Biraz önce anlattığımız coğrafyaya ait güzellikleri gözönünde
bulundurunca, insanın aklına Ergenekun burası mıydı, gibi bir soru ister
istemez gelmektedir. Tabii ki, bazı şeyleri yazıyla anlatmak mümkün
değil. Mutlaka zihinlerde canlandırabilmek için görülmesi, aklın somut
bir şekilde o nesneyi algılaması şarttır.

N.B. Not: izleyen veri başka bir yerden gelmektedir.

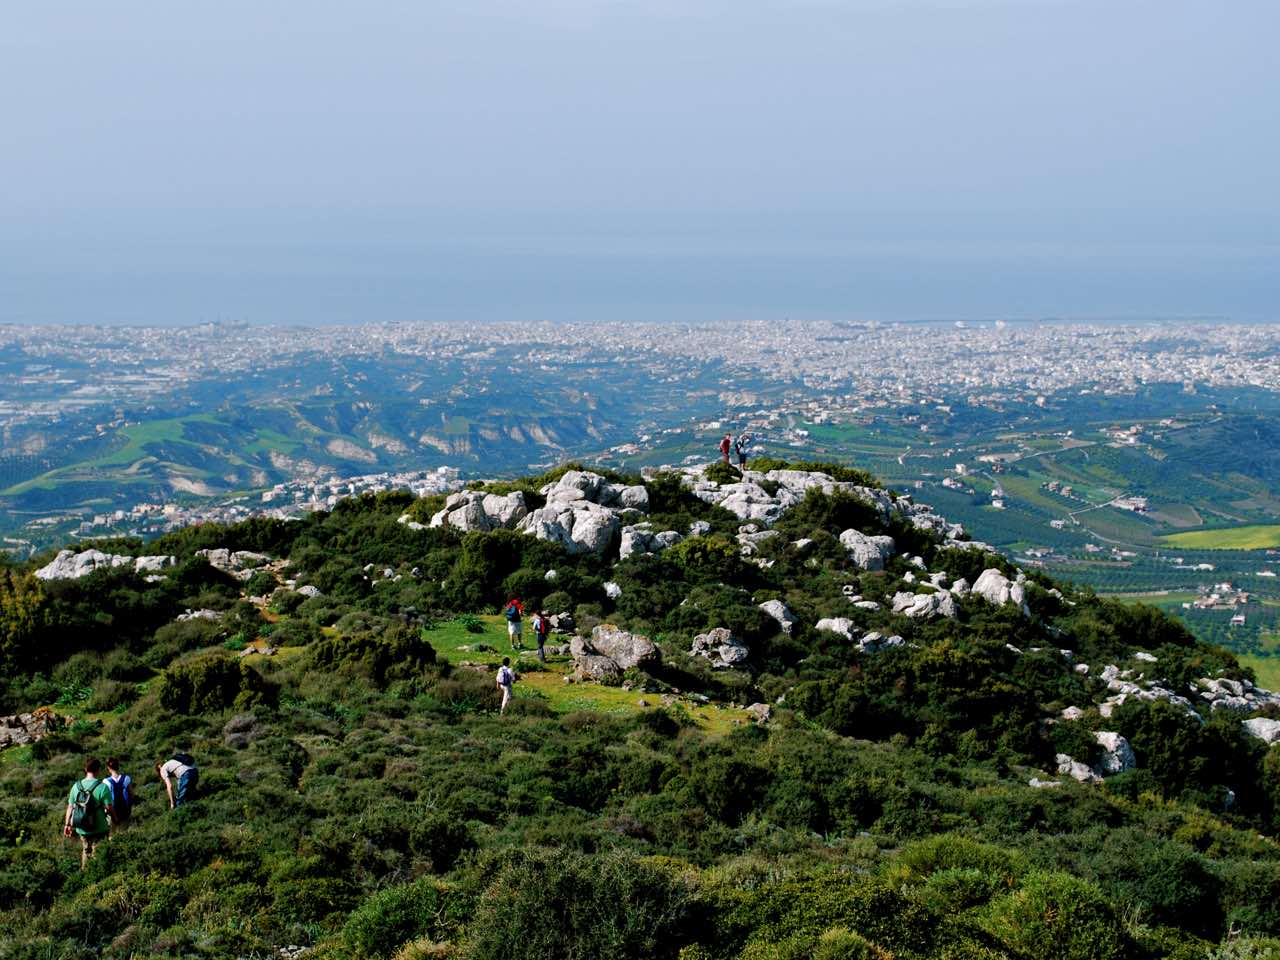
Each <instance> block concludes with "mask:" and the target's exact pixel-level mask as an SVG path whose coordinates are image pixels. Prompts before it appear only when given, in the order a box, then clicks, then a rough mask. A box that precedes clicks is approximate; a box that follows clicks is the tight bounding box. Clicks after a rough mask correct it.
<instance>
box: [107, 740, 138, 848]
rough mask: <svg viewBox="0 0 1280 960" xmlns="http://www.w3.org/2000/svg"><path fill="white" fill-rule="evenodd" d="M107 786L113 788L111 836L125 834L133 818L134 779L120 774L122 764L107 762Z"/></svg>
mask: <svg viewBox="0 0 1280 960" xmlns="http://www.w3.org/2000/svg"><path fill="white" fill-rule="evenodd" d="M106 774H108V776H106V785H108V786H109V787H111V836H113V837H114V836H115V835H116V833H120V832H123V831H124V829H127V828H128V826H129V819H131V818H132V817H133V777H131V776H129V774H128V773H120V762H119V760H116V759H115V758H114V756H111V758H109V759H108V762H106Z"/></svg>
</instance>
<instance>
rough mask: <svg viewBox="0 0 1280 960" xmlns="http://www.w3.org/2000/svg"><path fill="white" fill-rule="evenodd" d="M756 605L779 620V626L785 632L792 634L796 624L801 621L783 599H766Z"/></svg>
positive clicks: (777, 621) (769, 615)
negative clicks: (786, 603)
mask: <svg viewBox="0 0 1280 960" xmlns="http://www.w3.org/2000/svg"><path fill="white" fill-rule="evenodd" d="M756 605H758V607H759V608H760V609H762V611H764V613H767V614H768V616H769V617H772V618H773V620H776V621H777V622H778V627H780V628H781V630H782V632H783V634H790V632H791V631H792V630H795V625H796V623H799V622H800V621H799V620H796V616H795V614H794V613H792V612H791V611H790V609H788V608H787V605H786V604H785V603H782V600H765V602H764V603H760V604H756Z"/></svg>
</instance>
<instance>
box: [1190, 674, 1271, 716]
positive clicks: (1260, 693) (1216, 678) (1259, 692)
mask: <svg viewBox="0 0 1280 960" xmlns="http://www.w3.org/2000/svg"><path fill="white" fill-rule="evenodd" d="M1192 692H1193V694H1196V695H1197V696H1199V699H1201V700H1204V701H1206V703H1207V704H1208V708H1210V709H1211V710H1234V712H1235V713H1252V712H1253V710H1258V709H1262V708H1263V707H1280V694H1276V692H1272V691H1271V690H1263V689H1262V687H1260V686H1254V685H1253V682H1252V681H1248V680H1228V678H1226V677H1213V678H1210V677H1201V678H1199V680H1197V681H1196V682H1194V684H1193V685H1192Z"/></svg>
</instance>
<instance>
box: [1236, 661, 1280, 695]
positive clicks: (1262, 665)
mask: <svg viewBox="0 0 1280 960" xmlns="http://www.w3.org/2000/svg"><path fill="white" fill-rule="evenodd" d="M1236 659H1239V660H1240V664H1242V666H1244V667H1252V668H1253V676H1256V677H1257V678H1258V686H1261V687H1266V689H1267V690H1280V657H1258V655H1257V654H1252V653H1248V654H1247V653H1242V654H1238V655H1236Z"/></svg>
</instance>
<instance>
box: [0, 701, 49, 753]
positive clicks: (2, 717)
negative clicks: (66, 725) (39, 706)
mask: <svg viewBox="0 0 1280 960" xmlns="http://www.w3.org/2000/svg"><path fill="white" fill-rule="evenodd" d="M64 722H65V721H64V718H63V717H59V716H58V714H56V713H54V712H52V710H50V709H46V708H41V709H38V710H36V712H35V713H18V714H14V716H13V717H0V750H3V749H4V748H6V746H17V745H20V744H33V742H36V741H37V740H44V739H45V737H46V736H49V735H50V733H52V732H55V731H58V730H59V728H60V727H61V726H63V723H64Z"/></svg>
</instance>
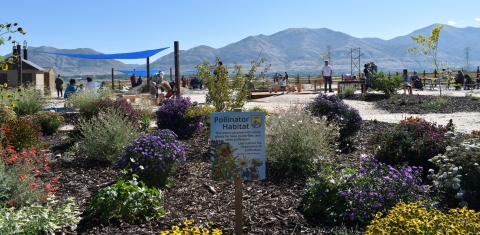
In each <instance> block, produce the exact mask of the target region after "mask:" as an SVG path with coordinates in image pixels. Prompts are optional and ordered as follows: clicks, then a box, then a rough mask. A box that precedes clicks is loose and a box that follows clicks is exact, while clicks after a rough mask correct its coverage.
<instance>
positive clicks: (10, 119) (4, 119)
mask: <svg viewBox="0 0 480 235" xmlns="http://www.w3.org/2000/svg"><path fill="white" fill-rule="evenodd" d="M15 119H17V114H15V111H13V109H11V108H10V107H8V106H3V105H1V103H0V122H4V121H11V120H15Z"/></svg>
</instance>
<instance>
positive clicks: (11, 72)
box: [0, 59, 55, 88]
mask: <svg viewBox="0 0 480 235" xmlns="http://www.w3.org/2000/svg"><path fill="white" fill-rule="evenodd" d="M18 67H19V66H18V63H15V64H10V65H9V66H8V70H0V84H4V83H7V84H8V86H10V87H16V86H18V85H19V84H20V79H19V77H18ZM44 72H45V70H44V69H43V68H42V67H40V66H38V65H36V64H34V63H33V62H31V61H28V60H25V59H22V80H21V81H22V82H23V83H32V84H35V85H36V86H37V87H41V88H43V87H44V85H45V79H44V77H45V74H44ZM53 76H55V75H53Z"/></svg>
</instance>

Ergenekun Destanı’nı hatırladığımızda, işte bu geçit vermez dağların
etrafında yetmiş yere, yetmiş körük konduğunu ve dağın eritildiği
aklımıza geliyor. Orkun Şelalesi olarak adlandırdığımız bölge, adeta
lavların püskürmesi sonucunda, toprağın üzeri erimiş demir curuflarıyla
bezenmiştir. Büyük ihtimal, binlerce yıl evvel bir deprem veya volkan
patlaması sonucunda burada bir tabii felâket yaşanmış da olabilir. Ya da
insanların gözleriyle gördüğü yamaçlardan inen lav akıntılarının,
zamanla dağlardaki madenlerin insanlar tarafından eritilmesi şeklinde
destanın içerisine de girme ihtimali vardır.235
228 – S. Gömeç, “Ergenekun Yurdun Adı”, Meslek Hayatının 25. Yılında Prof. Dr. Abdulhalûk M. Çay, C. 1, Ankara 1998.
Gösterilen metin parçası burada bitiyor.